On its own, Arden’s story will keep you reading: a notable suffragist, a lesbian icon, a horse-racing, ceiling-busting visionary who created so many of the basic beauty concepts we still live with today, from the day spa to the three-step skin-care routine. She also played no small part in normalizing the idea that makeup can be empowering. Johnson’s own journey, as an Ontario-born neophyte who lands a Manhattan marketing job, engages less. If you’ve read The Devil Wears Prada, if you’ve seen Julie & Julia, you can make out many familiar contours pretty quickly here: the sweaty stumble into the first day at corporate HQ, the lipstick on the teeth when encountering the CEO in the elevator, the starting of a blog, the crappy apartment Wi‑Fi, the Starbucks, the ultimate lesson that there is more to life than making it in the Big Apple.

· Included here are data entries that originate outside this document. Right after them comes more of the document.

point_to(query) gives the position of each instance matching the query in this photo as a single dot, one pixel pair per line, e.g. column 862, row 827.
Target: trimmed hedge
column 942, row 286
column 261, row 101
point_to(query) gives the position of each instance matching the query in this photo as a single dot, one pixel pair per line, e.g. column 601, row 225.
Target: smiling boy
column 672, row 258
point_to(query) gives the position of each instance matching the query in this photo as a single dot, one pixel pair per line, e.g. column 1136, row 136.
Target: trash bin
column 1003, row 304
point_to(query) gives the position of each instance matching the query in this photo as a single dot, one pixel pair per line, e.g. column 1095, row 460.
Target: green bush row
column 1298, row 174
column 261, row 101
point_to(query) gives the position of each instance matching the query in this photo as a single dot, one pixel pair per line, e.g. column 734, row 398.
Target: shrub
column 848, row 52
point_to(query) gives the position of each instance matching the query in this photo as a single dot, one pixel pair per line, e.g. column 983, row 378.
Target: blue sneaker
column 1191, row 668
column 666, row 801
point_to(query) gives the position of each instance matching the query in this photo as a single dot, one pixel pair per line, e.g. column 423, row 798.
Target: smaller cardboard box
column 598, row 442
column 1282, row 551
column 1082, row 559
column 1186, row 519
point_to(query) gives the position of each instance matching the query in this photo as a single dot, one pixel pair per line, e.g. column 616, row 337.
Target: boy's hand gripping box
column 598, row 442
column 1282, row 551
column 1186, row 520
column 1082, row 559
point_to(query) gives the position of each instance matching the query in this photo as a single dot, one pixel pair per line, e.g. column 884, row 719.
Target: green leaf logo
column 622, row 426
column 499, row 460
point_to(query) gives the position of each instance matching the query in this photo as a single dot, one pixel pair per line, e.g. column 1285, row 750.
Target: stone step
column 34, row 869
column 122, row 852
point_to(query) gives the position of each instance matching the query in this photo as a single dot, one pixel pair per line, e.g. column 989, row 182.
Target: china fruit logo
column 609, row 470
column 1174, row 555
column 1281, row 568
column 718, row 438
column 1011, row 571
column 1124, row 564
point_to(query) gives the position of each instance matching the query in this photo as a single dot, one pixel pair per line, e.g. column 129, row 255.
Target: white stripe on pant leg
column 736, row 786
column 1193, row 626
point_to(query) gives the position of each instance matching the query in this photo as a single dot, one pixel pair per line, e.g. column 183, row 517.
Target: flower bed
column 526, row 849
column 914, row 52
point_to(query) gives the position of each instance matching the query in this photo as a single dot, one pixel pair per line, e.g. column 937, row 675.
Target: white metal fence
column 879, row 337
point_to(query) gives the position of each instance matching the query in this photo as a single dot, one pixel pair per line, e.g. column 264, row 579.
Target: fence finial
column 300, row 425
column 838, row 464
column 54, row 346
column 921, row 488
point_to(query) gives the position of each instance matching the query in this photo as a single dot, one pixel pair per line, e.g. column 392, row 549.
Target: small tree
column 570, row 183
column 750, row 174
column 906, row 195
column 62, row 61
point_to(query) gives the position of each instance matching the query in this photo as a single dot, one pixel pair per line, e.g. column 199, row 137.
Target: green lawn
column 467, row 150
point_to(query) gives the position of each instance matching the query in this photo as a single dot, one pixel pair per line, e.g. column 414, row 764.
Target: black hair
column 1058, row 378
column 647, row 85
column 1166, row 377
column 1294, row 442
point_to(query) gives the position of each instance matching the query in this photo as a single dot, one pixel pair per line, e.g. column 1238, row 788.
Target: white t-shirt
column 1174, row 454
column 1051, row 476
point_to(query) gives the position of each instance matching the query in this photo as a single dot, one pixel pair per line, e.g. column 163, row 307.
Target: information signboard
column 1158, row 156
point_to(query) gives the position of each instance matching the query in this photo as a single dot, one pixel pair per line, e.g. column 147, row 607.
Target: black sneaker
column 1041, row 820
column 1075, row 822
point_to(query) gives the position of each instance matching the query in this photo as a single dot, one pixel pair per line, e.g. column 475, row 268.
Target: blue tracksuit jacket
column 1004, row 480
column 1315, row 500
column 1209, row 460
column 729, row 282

Alongside Arden’s epic life — which blooms with Gibson Girls and the Lost Generation and flourishes in the era of Hollywood glamour and JFK’s Camelot — the account of Johnson’s time with the company just wilts. When Johnson couples, for instance, the internment of Arden’s sister (who ran the company’s operation in Europe) in a Nazi concentration camp with her own “battle” with homesickness while working in the Geneva office for a year, readers might wonder whether part of this story would have been best kept on that blog. For this particular beauty-culture book, the mirror should have been left aside.